Droit d’aubaine : droit en vertu duquel le seigneur recueillait les biens de l’étranger (albain ou aubain : lat. alibi) soumis à sa protection. Droit exclusivement régalien à partir du XVIème siècle, il est supprimé par la loi du 14 juillet 1789. "La plupart des États ont des lois qui dégoûtent les étrangers de l’acquisition de leurs terres", écrit Montesquieu (L'esprit des Lois, XX, XXIII).
Droit pérégrin : juridiction à laquelle était assujetti, à Rome, l’étranger non-ennemi, exclu du
connubium, du commercium et des droits politiques. L’ensemble de ces dispositions constituant un ius gentium spécifique.

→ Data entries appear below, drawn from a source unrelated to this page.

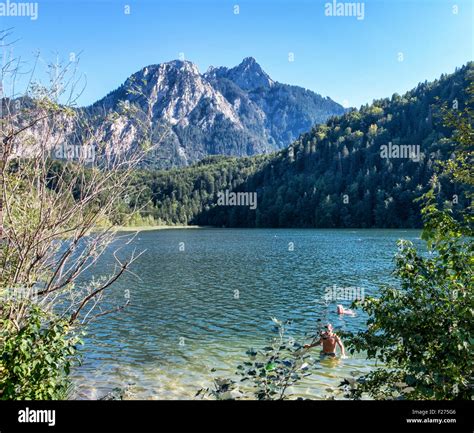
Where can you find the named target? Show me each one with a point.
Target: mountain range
(338, 174)
(237, 111)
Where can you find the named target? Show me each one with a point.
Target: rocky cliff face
(187, 115)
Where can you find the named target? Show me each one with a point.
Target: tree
(422, 332)
(50, 237)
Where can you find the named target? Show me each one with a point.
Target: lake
(199, 298)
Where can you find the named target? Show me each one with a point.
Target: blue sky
(345, 58)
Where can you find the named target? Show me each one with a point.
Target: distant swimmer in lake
(342, 310)
(329, 340)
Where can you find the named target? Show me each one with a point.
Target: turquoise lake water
(199, 298)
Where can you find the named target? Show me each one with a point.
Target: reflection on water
(203, 307)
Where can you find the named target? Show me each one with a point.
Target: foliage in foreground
(35, 362)
(268, 374)
(423, 332)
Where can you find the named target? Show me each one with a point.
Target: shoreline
(153, 228)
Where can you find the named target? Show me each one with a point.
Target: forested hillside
(336, 175)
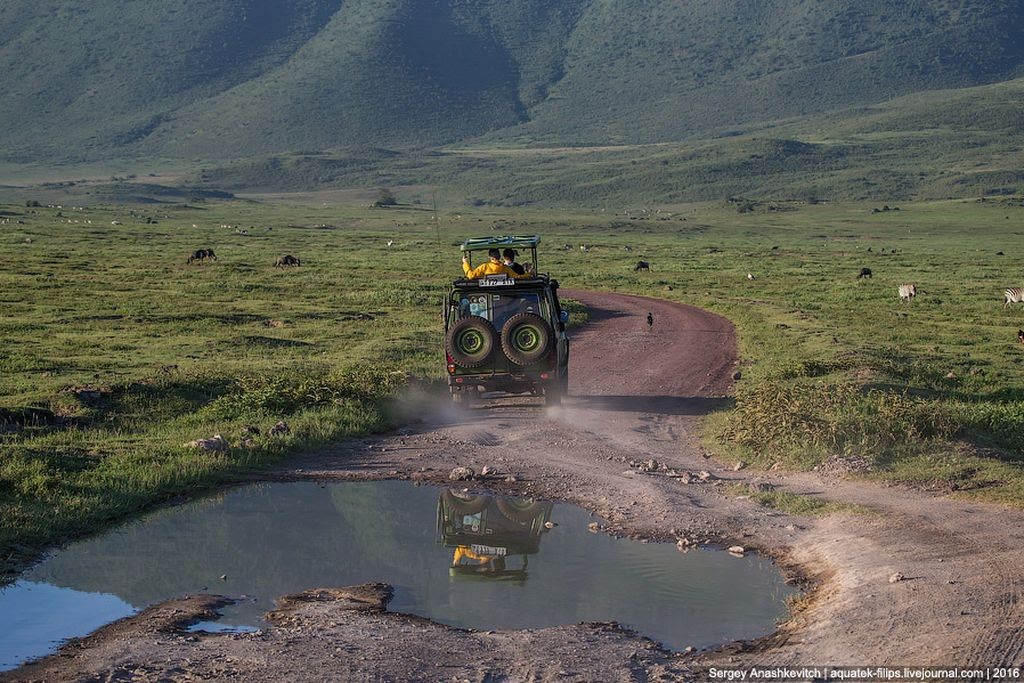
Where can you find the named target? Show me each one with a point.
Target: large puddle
(475, 561)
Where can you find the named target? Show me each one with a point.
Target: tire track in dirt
(639, 392)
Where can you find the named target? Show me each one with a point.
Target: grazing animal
(1014, 295)
(202, 255)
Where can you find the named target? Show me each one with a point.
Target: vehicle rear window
(500, 307)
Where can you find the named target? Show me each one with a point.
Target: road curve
(636, 392)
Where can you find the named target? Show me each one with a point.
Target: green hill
(199, 81)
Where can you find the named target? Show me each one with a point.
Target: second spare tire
(471, 341)
(526, 338)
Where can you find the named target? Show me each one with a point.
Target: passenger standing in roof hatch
(493, 267)
(508, 257)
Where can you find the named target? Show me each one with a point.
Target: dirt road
(637, 392)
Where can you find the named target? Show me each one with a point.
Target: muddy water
(471, 561)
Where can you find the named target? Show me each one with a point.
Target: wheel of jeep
(520, 511)
(470, 341)
(464, 504)
(526, 338)
(466, 397)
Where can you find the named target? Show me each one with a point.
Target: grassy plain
(928, 392)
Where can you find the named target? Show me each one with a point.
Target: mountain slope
(194, 80)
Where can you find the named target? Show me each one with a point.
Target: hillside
(202, 81)
(934, 144)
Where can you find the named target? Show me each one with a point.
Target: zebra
(1014, 295)
(907, 292)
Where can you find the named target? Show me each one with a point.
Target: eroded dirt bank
(637, 394)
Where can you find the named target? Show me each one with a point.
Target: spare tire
(470, 341)
(465, 504)
(521, 511)
(526, 338)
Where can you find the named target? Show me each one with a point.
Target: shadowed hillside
(194, 80)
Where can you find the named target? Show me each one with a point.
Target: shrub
(812, 422)
(285, 393)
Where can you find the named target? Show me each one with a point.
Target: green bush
(287, 392)
(812, 422)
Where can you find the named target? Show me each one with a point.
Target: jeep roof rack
(503, 242)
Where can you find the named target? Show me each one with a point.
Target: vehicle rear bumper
(509, 382)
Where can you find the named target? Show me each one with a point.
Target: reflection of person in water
(484, 563)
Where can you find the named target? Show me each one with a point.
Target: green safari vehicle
(504, 334)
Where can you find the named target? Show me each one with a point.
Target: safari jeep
(506, 335)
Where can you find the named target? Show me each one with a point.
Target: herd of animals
(906, 291)
(207, 255)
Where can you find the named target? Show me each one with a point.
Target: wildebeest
(202, 255)
(1014, 295)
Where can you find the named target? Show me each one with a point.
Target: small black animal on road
(202, 255)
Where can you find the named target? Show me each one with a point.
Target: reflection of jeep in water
(488, 531)
(506, 335)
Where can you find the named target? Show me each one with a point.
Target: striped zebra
(1014, 295)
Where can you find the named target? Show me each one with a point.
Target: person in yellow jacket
(493, 267)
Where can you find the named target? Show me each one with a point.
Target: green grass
(832, 365)
(795, 504)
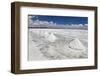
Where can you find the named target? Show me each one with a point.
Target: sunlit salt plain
(57, 44)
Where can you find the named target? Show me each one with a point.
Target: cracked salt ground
(53, 46)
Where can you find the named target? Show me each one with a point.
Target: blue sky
(61, 19)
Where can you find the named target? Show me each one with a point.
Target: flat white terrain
(57, 44)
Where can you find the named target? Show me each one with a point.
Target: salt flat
(57, 44)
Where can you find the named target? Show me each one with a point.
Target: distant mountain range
(51, 25)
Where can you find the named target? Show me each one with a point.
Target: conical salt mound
(51, 37)
(76, 44)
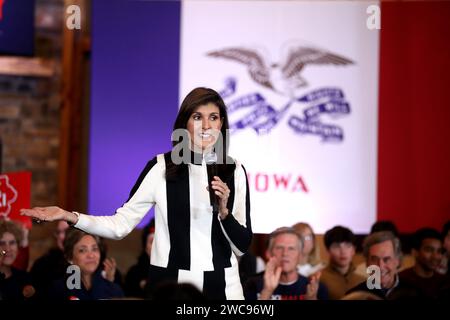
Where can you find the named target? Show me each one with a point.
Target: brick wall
(29, 119)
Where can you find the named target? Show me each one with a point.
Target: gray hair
(379, 237)
(284, 230)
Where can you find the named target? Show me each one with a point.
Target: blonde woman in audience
(309, 262)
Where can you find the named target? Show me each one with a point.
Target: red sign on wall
(15, 194)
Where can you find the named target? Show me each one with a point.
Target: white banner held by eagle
(300, 80)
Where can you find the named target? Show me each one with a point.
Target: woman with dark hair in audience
(15, 284)
(84, 281)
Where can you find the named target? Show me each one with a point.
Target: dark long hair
(198, 97)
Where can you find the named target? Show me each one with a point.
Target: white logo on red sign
(8, 195)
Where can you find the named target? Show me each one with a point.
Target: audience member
(339, 276)
(281, 280)
(309, 260)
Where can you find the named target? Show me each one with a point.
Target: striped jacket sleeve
(133, 210)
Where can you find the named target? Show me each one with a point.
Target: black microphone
(211, 168)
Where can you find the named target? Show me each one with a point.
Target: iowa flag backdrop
(301, 82)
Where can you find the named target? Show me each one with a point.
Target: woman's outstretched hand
(49, 214)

“‘Plus jamais ça’, une fois de plus” titre un “point de vue” du Monde à propos de la guerre des Balkans (20 avril 1999) qui voit dans la Shoah la clé qui permet de déchiffrer ce chaos, quand le philosophe du droit Ronald Dworkin, précédemment cité, déclare (Le Monde du 27 avril 1999) : “Au début de notre siècle, certains intellectuels prophétisaient que le nationalisme connaîtrait le même sort que les maladies infectieuses : on finirait par l’éradiquer. Force est de constater, hélas, que les maladies infectieuses sont de retour et que le nationalisme est devenu notre plus gros problème. Curieusement, la philosophie politique n’a, sur ce sujet, rien à dire” (les italiques sont nôtres). Et peut-être, en effet, l’actualité rend-elle d’autant plus nécessaire le retour sur un sujet qui a donné lieu à la plus importante production intellectuelle de la modernité que cette production nous laisse dépourvus devant le retour où la permanence de l’irrémédiable. Avec ce sujet dont la charge d’humanité relègue tout autre sujet dans une relativité profane, c’est la nécessité qui nourrit le négationnisme ou banalise l’extermination (un problème de robinet dans un devoir de physique ; “il y a un four crématoire au fond de chaque jardin”...), ce sont ces raisons qui préexistent à leurs arguments et que la raison et la pédagogie sont impuissantes à réformer qu’il s’agit, du même coup, d’identifier. Avec les mots de ceux qui, avec le génie des mots ou l’exhaustivité documentaire ont dit comment, notre propos est de contribuer à instruire le pourquoi. Comprendre que les crimes contre l’humanité sont des crimes de l’humanité oblige à examiner selon quelle contrainte, loi ou servitude l’inhumanité de l’humanité peut prospérer et c’est donc ici en fonction d’un problématique universel de territorialité, analysant l’antisémitisme comme une passion qui a l’habiter, le droit au sol, pour système et l’extermination comme une pathologie moderne de cette réquisition qu’il sera argumenté.

Plan du chapitre :

IV - 17.1 L'énigme du mal
IV - 17.2 Aux origines de la “conscience universelle”
IV - 17.3 Trois expressions de l'antisémitisme
IV - 17.4 L'exemplarité

... /...

(Une version de ce chapitre a été publiée dans la revue Alinéa, n° 11, 2000, sous le titre “Habiter, cohabiter, vivre ensemble”, introduite par le résumé suivant :

Un défi majeur du cohabiter d’aujourd’hui, alors qu’homo sapiens, presque inaperçu dans sa niche écologique originelle, a réalisé l’injonction biblique : "Croissez et multipliez-vous !" (Genèse, I, 28) – la planète étant devenue un village où la communication est la règle et la coexistence la nécessité – c’est que la réunification de la famille humaine se heurte non seulement aux différences que la dispersion de l’homme sur le globe paraît avoir solidifiées, mais aussi aux appropriations identitaires qui le justifient à s’inscrire dans une terre et à en exclure l’étranger. L’objet de l’article est de tenter de comprendre, à partir de l’analyse de ses dérives les plus extrêmes, et spécifiquement du génocide des juifs d’Europe centrale, d’où procède ce “droit au sol” dont nous semble participer cette négation radicale qui s’exprime dans l’extermination de l’autre homme. Comprendre que les crimes contre l’humanité sont des crimes de l’humanité constitue donc le difficile propos de ces pages. Faisant sien le constat de Julien Benda, en 1936, un des rares intellectuels à avoir prévu, contre ce qu’il appelait l’“optimisme démocratique”, la tragédie à venir : "C’est la rançon d’une éducation rationaliste de nous rendre étrangère à peu près toute l’espèce humaine" (Mémoires d’un clerc), on peut penser que le rôle des clercs est de tenter de regarder le négatif en face.)